Referential Transparency in JavaScript


In JavaScript, functional programming is a model in which we create functions. That are work out its logic by reliant only on its input. This confirms that a function, when called many times, is successful to return the similar result. The function likewise won’t change any data in the external world, important to cachable and testable codebase.

As all the functions return the similar value for the same input. So, this property of a function is named a Referential transparency. In this post, we will talk about Referential transparency in details.


The referential transparency is used in many domains for example mathematics, logic, linguistics, philosophy and programming. It has quite changed meanings in each of these domains.

In mathematics, referential transparency is the stuff of expressions. That may be substituted by other expressions. Those have the similar value deprived of changing the result in any way.

Referential transparency in programming relates to programs. By way of programs are composed of subprograms that are programs themselves. It relates to those subprograms, also. Subprograms can be signified by methods.

For better understanding the referential transparency see the below example.

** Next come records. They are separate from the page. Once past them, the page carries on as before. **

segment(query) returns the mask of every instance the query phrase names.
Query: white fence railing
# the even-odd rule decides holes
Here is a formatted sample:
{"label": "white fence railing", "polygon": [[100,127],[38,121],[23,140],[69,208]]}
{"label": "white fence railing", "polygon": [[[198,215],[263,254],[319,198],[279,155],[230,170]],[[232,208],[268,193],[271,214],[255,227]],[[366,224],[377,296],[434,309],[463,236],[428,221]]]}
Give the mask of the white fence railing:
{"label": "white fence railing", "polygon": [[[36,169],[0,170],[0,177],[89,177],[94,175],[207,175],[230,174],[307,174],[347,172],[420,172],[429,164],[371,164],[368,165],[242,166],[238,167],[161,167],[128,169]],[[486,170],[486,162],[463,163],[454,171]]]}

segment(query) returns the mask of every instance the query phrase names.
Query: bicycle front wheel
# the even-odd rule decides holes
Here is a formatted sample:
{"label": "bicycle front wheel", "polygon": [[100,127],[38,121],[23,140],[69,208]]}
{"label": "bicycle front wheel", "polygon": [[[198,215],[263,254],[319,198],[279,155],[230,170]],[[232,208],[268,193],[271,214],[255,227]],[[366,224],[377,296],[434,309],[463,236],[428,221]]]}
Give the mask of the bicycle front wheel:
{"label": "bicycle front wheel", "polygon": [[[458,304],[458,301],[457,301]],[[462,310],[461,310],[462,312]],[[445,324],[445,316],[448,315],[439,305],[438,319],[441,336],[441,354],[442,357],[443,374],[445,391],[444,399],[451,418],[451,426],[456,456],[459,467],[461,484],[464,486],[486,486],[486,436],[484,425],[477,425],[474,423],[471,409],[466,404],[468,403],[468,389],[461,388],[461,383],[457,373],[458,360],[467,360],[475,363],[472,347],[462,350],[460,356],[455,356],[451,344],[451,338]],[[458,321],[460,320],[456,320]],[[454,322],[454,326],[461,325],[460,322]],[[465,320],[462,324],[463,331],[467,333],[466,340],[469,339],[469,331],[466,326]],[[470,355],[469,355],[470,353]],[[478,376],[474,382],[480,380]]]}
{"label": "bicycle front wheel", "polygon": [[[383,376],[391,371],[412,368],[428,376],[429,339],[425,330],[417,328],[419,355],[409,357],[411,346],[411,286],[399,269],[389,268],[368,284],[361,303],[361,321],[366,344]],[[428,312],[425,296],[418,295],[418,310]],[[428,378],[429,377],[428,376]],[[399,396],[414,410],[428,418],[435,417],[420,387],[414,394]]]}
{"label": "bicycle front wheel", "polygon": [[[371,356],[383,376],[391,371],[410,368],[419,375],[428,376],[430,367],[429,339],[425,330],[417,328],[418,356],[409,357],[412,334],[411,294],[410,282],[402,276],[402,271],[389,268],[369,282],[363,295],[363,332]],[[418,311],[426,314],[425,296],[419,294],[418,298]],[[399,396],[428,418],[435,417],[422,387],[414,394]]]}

var identity = (i) => { return i }
  • We have defined a simple function named identity in the above code snippet.
  • This function return whatsoever we‘re passing as its input.
  • That is, if we passes 10, it returns back the value 10.
  • As the function is only acts as a mirror and identity.
  • Our function does work only on the incoming argument ‘i’.
  • There is no global reference inside our function.

Substitution model

  • At the present conceive this function is used between other function calls like this:
sum(4,5) + identity(1)
  • By means of our Referential Transparency definition we may change the above statement into this:
sum(4,5) + 1
  • At this moment this process is called a Substitution model.
  • By way of we can directly substitute the result of the function as is with its value.
  • Generally due to the function doesn’t rely on other global variables for its logic.
  • This leads to equivalent code and caching.
  • We may easily run the above function with several threads deprived of even the need of synchronizing.
  • The motive for synchronizing comes from the detail that threads shouldn’t do global data when running equivalent.
  • Functions that follow Referential Transparency depends only on inputs from its argument.
  • Therefore, threads are allowed to run without any locking mechanism.
  • Meanwhile the function returns the same value for the given input.
  • We may, actually cache it. For instance, see there is a function called factorial.
  • Calculates the factorial of the given number.
  • Factorial takes the input as its argument for which the factorial needs to be calculated.
  • We all recognize the factorial of 5 going to be 120.
  • What would be if the user calls the factorial of 5 a second time?
  • We see that the result is to be 120 if the factorial function follows Referential transparency as before.
  • It only be contingent on the input argument.
  • We may cache the values of our factorial function by keeping in mind these characters.
  • Thus if a factorial is called for the second time with the input as ‘5’, we can return the cached value instead of calculating once again.